On the other hand, if we relax the equality constraint into the inequality constraint $Y\succeq X^{-1}$. The problem becomes convex since the $Y\succeq X^{-1}$ defines a convex set as it can be reformulated as the linear matrix inequality in $X$ and $Y$

$$\begin{bmatrix}X & I\\I & Y\end{bmatrix}\succeq0.$$

A way to see why this relaxation yields a zero gap is that the cost function is affine and, therefore, harmonic. Those functions are known to attain their minimum/maximum on boundary of compact sets. The issue here is that the feasibility set is not compact but it is bounded below in this regard the minimum will be attained on the boundary (there is not maximum though). We can easily compactify the set by introducing $X_1\succ0$ large enough so that the optimization problem with that extra constraint $X\preceq X_1$ has the same optimal value. The feasibility set is now compact and the optimal $X,Y$ will be on the boundary of that compact set.

I have shown in my previous answer on a similar question (Analytical solution to trace minimization) that the optimal solution tries to makes $X$ close to $X_0$ (or even at $X_0$ when possible).

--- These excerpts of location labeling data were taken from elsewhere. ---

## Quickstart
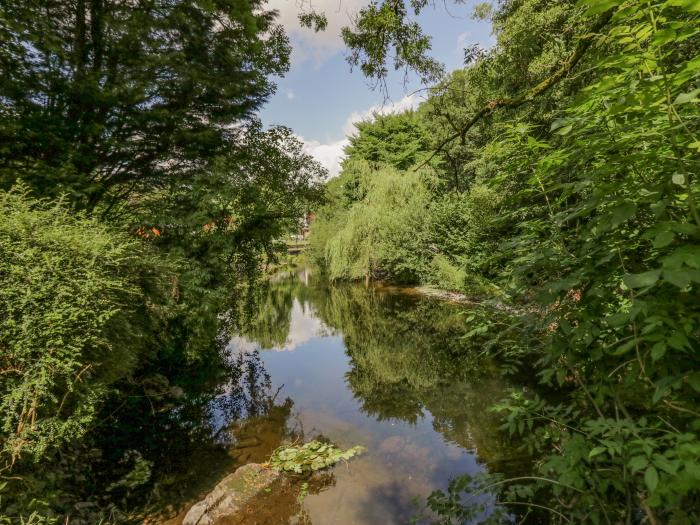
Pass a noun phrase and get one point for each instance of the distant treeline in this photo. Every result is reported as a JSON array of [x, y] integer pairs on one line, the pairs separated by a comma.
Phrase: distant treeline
[[558, 173]]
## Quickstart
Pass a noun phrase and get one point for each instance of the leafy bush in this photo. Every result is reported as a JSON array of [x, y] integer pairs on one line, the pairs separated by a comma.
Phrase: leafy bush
[[310, 457], [71, 306]]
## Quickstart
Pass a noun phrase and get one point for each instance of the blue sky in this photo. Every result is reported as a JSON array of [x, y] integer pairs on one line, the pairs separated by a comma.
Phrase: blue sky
[[320, 97]]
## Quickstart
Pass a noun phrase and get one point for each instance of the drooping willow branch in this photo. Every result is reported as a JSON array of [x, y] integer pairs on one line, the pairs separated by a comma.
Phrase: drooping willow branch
[[569, 64]]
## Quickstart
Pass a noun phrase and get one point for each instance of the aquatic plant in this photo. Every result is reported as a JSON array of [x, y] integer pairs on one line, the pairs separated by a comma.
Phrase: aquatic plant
[[310, 457]]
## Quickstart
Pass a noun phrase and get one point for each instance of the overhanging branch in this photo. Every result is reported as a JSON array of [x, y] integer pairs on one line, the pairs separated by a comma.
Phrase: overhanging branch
[[584, 43]]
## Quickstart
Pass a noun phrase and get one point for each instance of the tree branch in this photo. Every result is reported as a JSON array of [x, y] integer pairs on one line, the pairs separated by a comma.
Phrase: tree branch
[[583, 44]]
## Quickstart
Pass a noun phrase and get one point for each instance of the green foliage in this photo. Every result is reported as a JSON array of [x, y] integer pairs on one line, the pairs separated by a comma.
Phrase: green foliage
[[112, 99], [580, 209], [398, 140], [72, 293], [384, 232], [310, 457]]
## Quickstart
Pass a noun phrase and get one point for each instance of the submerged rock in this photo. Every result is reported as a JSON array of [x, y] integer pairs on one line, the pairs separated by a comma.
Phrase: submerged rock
[[231, 496]]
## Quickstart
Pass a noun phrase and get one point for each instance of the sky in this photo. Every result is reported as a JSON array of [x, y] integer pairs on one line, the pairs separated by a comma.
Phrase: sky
[[320, 97]]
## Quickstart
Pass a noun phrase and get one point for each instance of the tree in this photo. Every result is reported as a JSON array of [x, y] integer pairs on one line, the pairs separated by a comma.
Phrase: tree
[[398, 140], [105, 98]]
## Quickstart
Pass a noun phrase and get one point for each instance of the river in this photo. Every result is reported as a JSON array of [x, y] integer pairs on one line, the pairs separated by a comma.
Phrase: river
[[376, 367]]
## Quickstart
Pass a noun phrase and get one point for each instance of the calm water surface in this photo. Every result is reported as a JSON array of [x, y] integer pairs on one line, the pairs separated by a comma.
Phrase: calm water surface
[[389, 371]]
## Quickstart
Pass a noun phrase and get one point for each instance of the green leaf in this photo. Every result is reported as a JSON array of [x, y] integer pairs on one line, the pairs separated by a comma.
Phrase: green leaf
[[679, 278], [641, 280], [651, 478], [637, 463], [694, 381], [623, 212], [596, 451], [690, 5], [663, 239], [658, 351], [684, 98]]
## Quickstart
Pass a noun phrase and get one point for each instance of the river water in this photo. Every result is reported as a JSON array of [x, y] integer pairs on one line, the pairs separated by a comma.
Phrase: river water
[[385, 369]]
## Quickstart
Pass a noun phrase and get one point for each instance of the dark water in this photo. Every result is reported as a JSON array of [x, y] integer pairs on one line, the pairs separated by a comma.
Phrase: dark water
[[389, 371]]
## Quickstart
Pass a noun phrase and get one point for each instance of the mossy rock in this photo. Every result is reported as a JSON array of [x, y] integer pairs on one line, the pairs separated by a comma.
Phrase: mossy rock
[[231, 495]]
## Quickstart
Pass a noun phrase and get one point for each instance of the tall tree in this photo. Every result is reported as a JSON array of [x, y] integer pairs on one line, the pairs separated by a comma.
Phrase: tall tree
[[111, 97]]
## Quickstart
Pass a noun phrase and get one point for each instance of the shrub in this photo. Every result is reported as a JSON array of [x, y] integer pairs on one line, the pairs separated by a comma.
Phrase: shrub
[[71, 298]]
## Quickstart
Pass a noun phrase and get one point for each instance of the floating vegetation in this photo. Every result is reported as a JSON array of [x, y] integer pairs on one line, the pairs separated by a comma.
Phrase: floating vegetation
[[310, 457]]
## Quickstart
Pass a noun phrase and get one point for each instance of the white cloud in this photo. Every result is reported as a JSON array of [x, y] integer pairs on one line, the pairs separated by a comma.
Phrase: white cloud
[[462, 39], [406, 103], [330, 155], [308, 45]]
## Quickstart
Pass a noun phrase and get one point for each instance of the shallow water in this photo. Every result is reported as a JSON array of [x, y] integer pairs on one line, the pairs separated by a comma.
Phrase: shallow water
[[371, 367]]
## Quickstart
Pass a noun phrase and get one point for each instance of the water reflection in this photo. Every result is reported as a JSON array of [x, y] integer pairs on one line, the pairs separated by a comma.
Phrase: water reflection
[[390, 371]]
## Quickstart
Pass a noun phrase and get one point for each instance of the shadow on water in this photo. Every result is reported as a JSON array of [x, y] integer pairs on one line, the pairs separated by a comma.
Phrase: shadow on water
[[392, 372]]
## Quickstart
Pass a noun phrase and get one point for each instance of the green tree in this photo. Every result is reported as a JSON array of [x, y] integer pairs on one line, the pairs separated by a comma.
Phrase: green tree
[[107, 99], [398, 140]]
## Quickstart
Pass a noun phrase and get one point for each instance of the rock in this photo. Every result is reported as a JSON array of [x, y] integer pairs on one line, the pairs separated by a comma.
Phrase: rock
[[231, 495]]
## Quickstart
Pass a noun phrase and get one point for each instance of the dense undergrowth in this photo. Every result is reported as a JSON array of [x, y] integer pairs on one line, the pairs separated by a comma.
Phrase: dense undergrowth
[[139, 200], [560, 177]]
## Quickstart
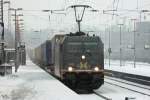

This is because the optimal solution needs to be at the boundary and because the cost ifs affine and increasing in $X$.

Similarly, one can see that the term $\mathrm{trace}(AY)$ is also an affine and increasing function of $Y$. To see that just perturb $Y$ with $\epsilon uu^T$ for some $\epsilon\in\mathbb{R}$ and $u\in\mathbb{R}^n$. We then have

$$\mathrm{trace}(A(Y+\epsilon uu^T))=\mathrm{trace}(AY)+\epsilon u^TAu.$$

Since $A$ is positive definite (see the other post), them the perturbation is positive for all $u$ and $\epsilon$. This means that the optimization problem will always favor the smallest $Y$ and this smallest $Y$ will be the one that makes the inequality and equality; i.e. $Y=X^{-1}$.

In this regard, one can develop the following procedure: set $X$ to a certain value, pick $Y=X{-1}$ and evaluate the cost, then perturb $X$ and perform the procedure again.